AFL Concussion Lawsuit: 10 More Clubs Sued

by Liam O'Connor

A landmark concussion class action in Australia has expanded, with ten more Australian Football League (AFL) clubs now named as defendants. The lawsuit, initially filed against Collingwood, Geelong, and the AFL itself, alleges a failure to protect players from the long-term effects of repeated head trauma. This development significantly broadens the scope of the legal challenge, raising serious questions about player welfare and the responsibility of clubs to provide adequate care.

The expanded claim, filed in the Supreme Court of Victoria, now includes Adelaide, Brisbane, Carlton, Essendon, Fremantle, Hawthorn, Melbourne, Port Adelaide, Richmond, and the West Coast Eagles. The plaintiffs, former players represented by lawyers from Arnold Thomas & Becker, are seeking compensation for alleged negligence, arguing the clubs knew or ought to have known about the risks of concussion and failed to seize reasonable steps to mitigate them. The core of the case centers on the argument that clubs prioritized player availability over safety, leading to players returning to the field too soon after sustaining head injuries.

Growing Concerns Over AFL Concussion Protocols

This legal action comes amid increasing scrutiny of concussion protocols in contact sports globally, and particularly within the AFL. Recent research has highlighted the potential for chronic traumatic encephalopathy (CTE), a degenerative brain disease, in athletes with a history of repeated concussions. The Australian Broadcasting Corporation reported in July 2023 on growing concerns about CTE and the potential for a settlement in the initial class action.

The plaintiffs allege that the AFL and the clubs failed to adequately educate players about the risks of concussion, failed to properly diagnose and manage concussions when they occurred, and failed to implement appropriate return-to-play protocols. They claim this negligence has resulted in significant physical, psychological, and financial harm to the former players.

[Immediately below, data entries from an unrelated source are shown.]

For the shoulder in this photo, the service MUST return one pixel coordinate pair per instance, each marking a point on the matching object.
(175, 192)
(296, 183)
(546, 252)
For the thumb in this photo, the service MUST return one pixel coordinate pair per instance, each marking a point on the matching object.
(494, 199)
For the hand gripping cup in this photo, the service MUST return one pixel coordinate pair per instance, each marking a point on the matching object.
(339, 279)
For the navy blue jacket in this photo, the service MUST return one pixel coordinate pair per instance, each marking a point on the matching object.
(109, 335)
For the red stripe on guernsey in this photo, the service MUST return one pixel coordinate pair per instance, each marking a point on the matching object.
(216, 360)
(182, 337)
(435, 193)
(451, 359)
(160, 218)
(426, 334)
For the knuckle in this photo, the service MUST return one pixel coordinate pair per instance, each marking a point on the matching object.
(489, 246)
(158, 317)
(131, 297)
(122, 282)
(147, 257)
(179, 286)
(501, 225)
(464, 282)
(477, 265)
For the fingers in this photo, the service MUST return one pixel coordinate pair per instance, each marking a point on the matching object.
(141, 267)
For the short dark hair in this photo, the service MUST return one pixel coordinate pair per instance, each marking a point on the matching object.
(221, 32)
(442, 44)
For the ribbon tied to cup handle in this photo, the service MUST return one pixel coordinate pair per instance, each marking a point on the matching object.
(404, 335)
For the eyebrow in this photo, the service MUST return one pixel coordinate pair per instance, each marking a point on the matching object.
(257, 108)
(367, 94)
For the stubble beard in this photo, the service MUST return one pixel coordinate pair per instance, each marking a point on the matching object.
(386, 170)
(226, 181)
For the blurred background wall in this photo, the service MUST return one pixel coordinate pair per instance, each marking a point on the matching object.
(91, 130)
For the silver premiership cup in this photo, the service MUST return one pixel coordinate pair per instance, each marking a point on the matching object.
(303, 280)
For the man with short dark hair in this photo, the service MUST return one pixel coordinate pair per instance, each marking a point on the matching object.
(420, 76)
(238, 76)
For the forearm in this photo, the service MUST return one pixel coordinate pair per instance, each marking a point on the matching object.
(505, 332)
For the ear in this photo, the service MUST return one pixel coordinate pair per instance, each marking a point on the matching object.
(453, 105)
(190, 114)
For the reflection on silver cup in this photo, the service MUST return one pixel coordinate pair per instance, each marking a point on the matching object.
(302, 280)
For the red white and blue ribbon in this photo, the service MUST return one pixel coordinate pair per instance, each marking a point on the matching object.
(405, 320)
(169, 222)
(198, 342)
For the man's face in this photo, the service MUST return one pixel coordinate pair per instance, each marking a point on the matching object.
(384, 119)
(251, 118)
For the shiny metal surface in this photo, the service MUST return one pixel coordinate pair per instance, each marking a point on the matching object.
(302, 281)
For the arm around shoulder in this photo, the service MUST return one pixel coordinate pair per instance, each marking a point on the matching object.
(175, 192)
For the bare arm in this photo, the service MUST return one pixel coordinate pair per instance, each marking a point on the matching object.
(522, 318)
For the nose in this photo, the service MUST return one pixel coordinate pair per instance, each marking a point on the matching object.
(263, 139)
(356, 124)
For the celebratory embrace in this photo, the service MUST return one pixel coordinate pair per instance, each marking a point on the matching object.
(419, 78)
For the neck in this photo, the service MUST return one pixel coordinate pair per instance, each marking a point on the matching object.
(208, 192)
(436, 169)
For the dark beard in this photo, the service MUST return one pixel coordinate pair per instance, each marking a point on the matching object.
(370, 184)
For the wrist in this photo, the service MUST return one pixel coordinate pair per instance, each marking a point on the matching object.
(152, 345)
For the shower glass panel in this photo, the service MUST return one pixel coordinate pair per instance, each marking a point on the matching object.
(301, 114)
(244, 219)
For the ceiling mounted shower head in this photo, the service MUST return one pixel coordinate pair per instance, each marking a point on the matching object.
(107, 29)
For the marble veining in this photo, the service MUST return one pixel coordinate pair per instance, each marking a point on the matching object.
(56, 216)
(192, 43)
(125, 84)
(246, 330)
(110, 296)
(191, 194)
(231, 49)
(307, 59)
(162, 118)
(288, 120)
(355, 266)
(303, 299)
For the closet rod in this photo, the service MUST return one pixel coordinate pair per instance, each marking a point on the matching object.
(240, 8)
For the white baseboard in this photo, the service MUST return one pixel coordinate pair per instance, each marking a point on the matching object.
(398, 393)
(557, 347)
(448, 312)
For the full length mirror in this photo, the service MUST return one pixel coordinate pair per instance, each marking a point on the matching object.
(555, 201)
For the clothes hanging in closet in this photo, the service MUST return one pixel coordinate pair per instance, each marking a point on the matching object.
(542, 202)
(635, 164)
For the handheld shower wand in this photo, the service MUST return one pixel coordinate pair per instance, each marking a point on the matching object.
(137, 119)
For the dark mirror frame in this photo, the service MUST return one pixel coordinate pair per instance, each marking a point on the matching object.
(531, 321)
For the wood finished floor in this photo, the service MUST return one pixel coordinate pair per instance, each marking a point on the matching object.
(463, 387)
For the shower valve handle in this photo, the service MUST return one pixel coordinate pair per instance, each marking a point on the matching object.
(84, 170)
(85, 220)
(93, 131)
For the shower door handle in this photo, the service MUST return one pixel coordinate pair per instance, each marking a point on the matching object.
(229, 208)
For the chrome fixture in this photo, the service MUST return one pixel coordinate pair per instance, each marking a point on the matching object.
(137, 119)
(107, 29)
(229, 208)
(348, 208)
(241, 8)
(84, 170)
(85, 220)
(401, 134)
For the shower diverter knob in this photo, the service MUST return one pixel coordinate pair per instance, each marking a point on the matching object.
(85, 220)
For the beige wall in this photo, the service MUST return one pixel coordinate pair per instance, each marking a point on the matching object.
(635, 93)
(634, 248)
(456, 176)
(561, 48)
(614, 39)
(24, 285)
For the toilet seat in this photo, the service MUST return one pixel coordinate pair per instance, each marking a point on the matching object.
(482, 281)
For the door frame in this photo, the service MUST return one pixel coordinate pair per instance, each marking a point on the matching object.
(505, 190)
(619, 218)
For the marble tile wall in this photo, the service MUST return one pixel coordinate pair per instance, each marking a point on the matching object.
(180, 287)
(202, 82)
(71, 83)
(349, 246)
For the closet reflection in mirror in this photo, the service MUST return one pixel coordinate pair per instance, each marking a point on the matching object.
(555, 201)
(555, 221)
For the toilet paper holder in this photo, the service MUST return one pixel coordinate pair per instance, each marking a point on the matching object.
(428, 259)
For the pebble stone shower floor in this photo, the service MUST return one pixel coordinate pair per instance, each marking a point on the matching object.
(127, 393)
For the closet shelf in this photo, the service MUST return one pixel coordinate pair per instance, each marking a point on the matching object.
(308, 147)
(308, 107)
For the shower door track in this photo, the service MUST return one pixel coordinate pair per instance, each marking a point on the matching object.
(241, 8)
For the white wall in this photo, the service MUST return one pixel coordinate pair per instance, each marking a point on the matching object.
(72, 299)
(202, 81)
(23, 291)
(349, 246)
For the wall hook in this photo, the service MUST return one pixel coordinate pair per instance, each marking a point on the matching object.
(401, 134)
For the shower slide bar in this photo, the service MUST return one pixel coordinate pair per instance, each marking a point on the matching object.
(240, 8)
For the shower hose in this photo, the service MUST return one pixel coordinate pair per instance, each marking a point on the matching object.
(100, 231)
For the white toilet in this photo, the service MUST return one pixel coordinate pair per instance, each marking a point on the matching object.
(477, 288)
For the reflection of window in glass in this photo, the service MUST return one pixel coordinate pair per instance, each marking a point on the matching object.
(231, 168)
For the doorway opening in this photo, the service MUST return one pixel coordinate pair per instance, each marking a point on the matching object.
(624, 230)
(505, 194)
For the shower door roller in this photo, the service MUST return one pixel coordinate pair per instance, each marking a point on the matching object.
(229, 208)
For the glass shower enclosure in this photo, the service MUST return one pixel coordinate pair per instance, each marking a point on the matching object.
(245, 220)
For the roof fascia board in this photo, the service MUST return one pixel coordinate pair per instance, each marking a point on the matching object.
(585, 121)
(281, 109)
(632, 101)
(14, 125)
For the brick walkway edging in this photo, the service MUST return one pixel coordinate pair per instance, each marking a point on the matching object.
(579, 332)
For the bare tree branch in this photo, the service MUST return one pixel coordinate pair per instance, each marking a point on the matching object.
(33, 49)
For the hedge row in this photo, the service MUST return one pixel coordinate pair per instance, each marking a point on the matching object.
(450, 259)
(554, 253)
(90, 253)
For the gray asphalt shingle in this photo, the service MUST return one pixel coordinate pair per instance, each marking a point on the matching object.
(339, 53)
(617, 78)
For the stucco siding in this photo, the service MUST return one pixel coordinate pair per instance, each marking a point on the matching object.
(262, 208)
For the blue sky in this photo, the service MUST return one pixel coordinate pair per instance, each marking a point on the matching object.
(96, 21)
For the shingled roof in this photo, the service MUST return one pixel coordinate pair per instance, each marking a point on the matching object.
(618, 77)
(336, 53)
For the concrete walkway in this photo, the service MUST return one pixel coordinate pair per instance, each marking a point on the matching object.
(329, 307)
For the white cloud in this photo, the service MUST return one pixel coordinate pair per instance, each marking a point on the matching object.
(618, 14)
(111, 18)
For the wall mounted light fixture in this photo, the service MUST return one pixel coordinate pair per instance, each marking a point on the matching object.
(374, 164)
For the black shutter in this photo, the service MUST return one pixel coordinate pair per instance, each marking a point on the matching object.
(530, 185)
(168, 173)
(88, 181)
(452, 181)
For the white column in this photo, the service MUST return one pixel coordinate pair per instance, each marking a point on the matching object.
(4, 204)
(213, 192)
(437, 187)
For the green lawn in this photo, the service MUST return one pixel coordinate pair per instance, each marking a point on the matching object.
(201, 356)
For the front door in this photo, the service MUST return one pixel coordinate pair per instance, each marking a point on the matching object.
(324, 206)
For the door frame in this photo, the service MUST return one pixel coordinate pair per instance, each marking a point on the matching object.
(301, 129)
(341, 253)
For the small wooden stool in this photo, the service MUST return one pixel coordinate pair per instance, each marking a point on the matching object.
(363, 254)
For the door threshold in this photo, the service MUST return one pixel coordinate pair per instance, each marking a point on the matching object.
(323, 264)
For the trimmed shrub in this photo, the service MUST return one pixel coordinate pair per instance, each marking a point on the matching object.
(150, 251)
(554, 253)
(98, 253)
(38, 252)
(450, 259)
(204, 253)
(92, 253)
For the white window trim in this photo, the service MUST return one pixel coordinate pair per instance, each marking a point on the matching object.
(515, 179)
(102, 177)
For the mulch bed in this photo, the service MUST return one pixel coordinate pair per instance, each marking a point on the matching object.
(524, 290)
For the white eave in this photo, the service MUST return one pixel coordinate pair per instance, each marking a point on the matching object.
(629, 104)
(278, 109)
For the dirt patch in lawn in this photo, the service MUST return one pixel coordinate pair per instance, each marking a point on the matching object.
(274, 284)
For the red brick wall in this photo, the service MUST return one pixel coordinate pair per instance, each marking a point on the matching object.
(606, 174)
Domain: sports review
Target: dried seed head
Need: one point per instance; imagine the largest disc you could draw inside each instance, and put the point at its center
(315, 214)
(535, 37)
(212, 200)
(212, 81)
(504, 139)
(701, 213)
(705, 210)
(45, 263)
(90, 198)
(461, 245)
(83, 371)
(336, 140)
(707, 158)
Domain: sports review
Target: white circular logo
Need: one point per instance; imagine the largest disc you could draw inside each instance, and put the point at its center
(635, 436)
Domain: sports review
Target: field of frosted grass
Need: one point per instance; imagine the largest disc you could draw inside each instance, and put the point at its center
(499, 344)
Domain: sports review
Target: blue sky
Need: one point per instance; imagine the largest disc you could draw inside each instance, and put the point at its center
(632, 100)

The Scope of the Claims and Potential Damages

While the exact amount of compensation sought is not yet publicly known, legal experts anticipate the claim could be substantial. The plaintiffs are seeking damages for past and future medical expenses, lost earnings, pain and suffering, and the cost of ongoing care. The case is expected to be complex and lengthy, involving extensive medical evidence and expert testimony. The initial case against Collingwood, Geelong and the AFL is set to be heard in 2025.

Arnold Thomas & Becker are running the case on a no-win, no-fee basis, meaning they will only receive a percentage of any settlement or judgment if they are successful. This arrangement makes the legal action accessible to a wider range of former players who may not have the financial resources to pursue litigation independently. The firm has already received registrations from hundreds of former AFL players interested in joining the class action.

AFL’s Response and Ongoing Changes

The AFL has previously stated that it takes player safety seriously and has implemented a number of changes to its concussion protocols in recent years. These changes include stricter return-to-play guidelines, increased education for players and coaches, and the introduction of concussion substitutes. Yet, critics argue that these measures are insufficient and that more needs to be done to protect players from the long-term effects of concussion.

In response to the growing legal pressure and public concern, the AFL recently announced further changes to its concussion protocols, including a more conservative approach to return-to-play decisions and increased investment in research into concussion, and CTE. The AFL website details these changes, emphasizing a commitment to prioritizing player health and safety. These changes include a 12-day minimum return-to-play protocol for players diagnosed with concussion, and a mandatory neurocognitive assessment before a player can return to the field.

The ten newly named clubs have yet to publicly comment on the expanded class action. However, they are expected to mount a vigorous defense, arguing that they have always acted in the best interests of their players and have complied with all relevant safety standards.

The case is likely to have significant implications for the future of the AFL and other contact sports. A successful outcome for the plaintiffs could lead to substantial financial compensation for former players and force the AFL and other leagues to overhaul their concussion protocols and prioritize player safety above all else. It could also open the door to similar legal challenges in other countries.

The next key date in the case is a directions hearing scheduled for July 2024, where the court will set a timetable for the exchange of evidence and the preparation for trial. Former players who believe they may have suffered concussion-related injuries are encouraged to contact Arnold Thomas & Becker for further information.

This represents a developing story, and time.news will continue to provide updates as they turn into available. We encourage readers to share their thoughts and experiences in the comments section below.

Disclaimer: This article provides information for general knowledge and informational purposes only, and does not constitute legal advice. It is essential to consult with a qualified legal professional for advice tailored to your specific situation.